CMH Homes, Inc. v. Daenen, 15 S.W.3d 97, 99 (Tex. 2000); Taylor, 133 S.W.3d at 814. Hirst's third point concerns the first and third of these elements.
According to the County, it had notice of only a premise defect because it received notice of only a "sunken spot" in the bridge rather than a washed-out bridge. Thus, the County contends that it did not have actual or constructive notice that the bridge had washed out when Hirst's car drove into the creek.
It is undisputed that the County received a telephone call reporting a problem with the bridge approximately twenty-five minutes before Hirst's car drove into the creek.
James Roller, the road supervisor for the precinct, stated in an affidavit that his secretary, Lana Miller, notified him by radio "that a `sunken spot' on the bridge had been reported." In a deposition, Roller used other phrases to describe the reported condition including: a "hole in the road"; and the "low water crossing ha[d] sunk."
Miller used the same "sunken spot" terminology in both her affidavit and her deposition testimony.
The two county employees instructed to go erect barricades were Johnny Stout and Clyde Bishop.

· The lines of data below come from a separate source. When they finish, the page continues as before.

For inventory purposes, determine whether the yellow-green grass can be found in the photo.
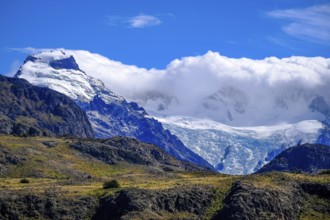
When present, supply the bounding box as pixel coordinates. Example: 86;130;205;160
0;135;330;219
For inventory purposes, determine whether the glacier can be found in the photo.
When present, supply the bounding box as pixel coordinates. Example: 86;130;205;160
14;49;330;174
157;116;324;174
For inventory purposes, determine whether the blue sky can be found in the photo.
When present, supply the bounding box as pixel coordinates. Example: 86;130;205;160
0;0;330;74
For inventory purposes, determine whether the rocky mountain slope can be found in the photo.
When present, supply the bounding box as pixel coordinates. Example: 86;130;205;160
16;50;212;168
258;144;330;173
14;50;330;174
0;75;94;137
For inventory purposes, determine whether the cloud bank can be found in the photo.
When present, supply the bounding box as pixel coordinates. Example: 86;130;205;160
106;15;161;28
130;15;161;28
16;50;330;126
268;3;330;45
59;51;330;126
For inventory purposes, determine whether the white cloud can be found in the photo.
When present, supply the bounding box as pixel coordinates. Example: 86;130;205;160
54;51;330;126
106;15;161;28
129;15;161;28
16;50;330;126
7;47;60;54
268;4;330;45
5;60;22;77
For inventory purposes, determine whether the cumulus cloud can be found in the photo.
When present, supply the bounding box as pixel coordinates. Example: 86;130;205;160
5;60;22;77
268;4;330;45
106;15;161;28
7;47;56;54
16;50;330;126
130;15;161;28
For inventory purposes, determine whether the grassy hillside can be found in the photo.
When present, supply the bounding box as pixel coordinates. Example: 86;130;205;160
0;135;330;219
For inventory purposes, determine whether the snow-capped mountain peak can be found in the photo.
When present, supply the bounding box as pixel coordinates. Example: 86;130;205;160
16;50;123;103
16;50;212;168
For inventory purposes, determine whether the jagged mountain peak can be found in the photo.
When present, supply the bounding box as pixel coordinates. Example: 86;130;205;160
16;50;212;168
15;50;123;102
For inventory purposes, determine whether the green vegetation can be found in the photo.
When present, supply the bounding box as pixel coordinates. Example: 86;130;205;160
0;135;330;219
319;170;330;175
103;180;120;189
19;178;30;183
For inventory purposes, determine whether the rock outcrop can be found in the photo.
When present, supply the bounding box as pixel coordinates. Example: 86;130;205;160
257;144;330;173
0;75;94;137
93;187;215;220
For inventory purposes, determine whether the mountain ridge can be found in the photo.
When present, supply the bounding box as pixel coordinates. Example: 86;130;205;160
16;51;213;169
0;75;94;137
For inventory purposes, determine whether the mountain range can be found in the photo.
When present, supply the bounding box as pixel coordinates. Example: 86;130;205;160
0;57;330;220
11;49;330;174
15;50;212;169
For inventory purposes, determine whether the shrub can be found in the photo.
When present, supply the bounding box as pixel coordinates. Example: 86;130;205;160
103;180;120;189
319;170;330;175
20;178;30;183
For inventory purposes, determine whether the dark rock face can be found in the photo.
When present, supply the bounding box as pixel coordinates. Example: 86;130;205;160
0;195;97;220
214;182;303;220
70;137;210;171
300;182;330;200
49;56;79;70
0;144;26;176
257;144;330;173
0;75;94;137
93;187;214;220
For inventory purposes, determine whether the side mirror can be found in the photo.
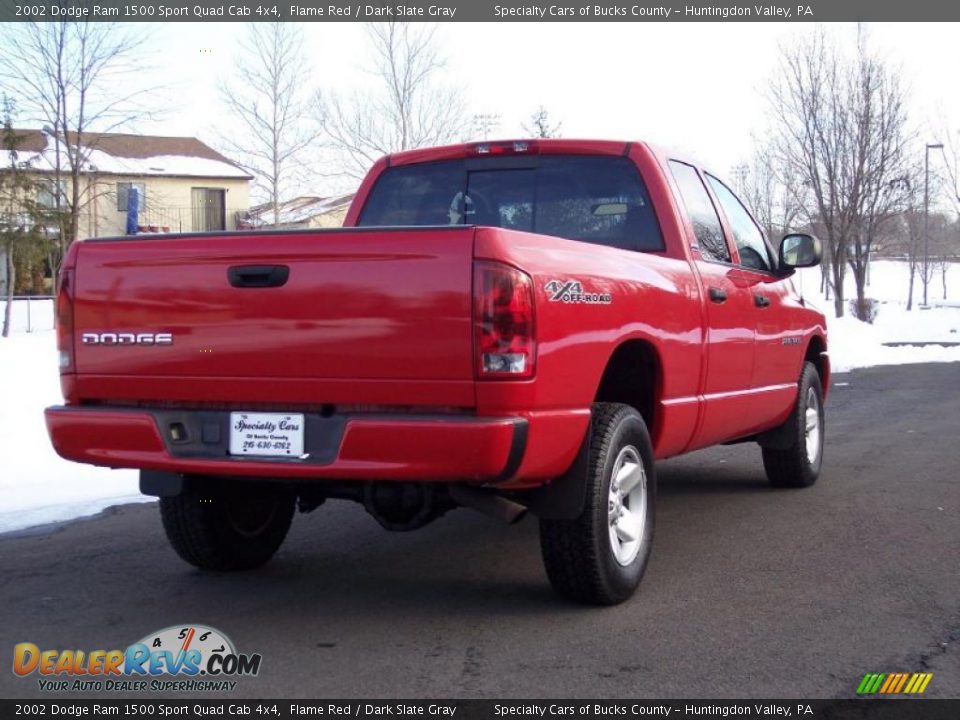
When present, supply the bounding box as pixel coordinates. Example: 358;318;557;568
780;233;823;268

Stout did not recall what had been reported on the date in question. Bishop stated in his deposition that Miller informed them that she had received a report "that the road had collapsed."
Viewing this evidence in the light most favorable to Hirst, a genuine issue of material fact remains on the question of whether the County had actual or constructive notice that the bridge had washed out approximately twenty-five minutes before Hirst's car drove into the creek.
Reasonable Care
Hirst also contends that a genuine issue of material fact remains on the question of whether the County exercised reasonable care to reduce or eliminate the risk posed to Hirst.
Viewed in the light most favorable to Hirst, the summary judgment record establishes the following timeline of events:
9:20
9:20 — 9:40
9:40
9:45
9:50
9:52
10:05
10:07
10:??
County notified of washed-out bridge; Miller discusses with Roller
Stout and Bishop load equipment
Stout and Bishop leave county barn for site
Hirst's car drives into creek
DPS notified
Rio Vista Fire Department notified
Rio Vista Fire Department arrives at scene
DPS trooper arrives at scene
Stout and Bishop arrive and erect barricades
Under this timeline, County employees did not arrive on the scene until approximately fifty minutes after being notified. Conversely, the fire department responded within thirteen minutes, and the DPS trooper within seventeen. Hirst suggests that the immediacy of the fire department's response and that of the trooper, support an inference that the County failed to exercise reasonable care.
Roller was asked in his deposition whether he had ever contacted the sheriff's department to ensure a quicker response in this type of situation. He responded that he had never done so and that he would not want to call the sheriff's department for something which "wasn't nothing major."
Viewing this evidence in the light most favorable to Hirst, a genuine issue of material fact remains on the question of whether the County failed to exercise "reasonable care to reduce or eliminate the risk."
Accordingly, we sustain Hirst's third issue.
We reverse the judgment and remand this cause to the trial court for further proceedings consistent with this opinion.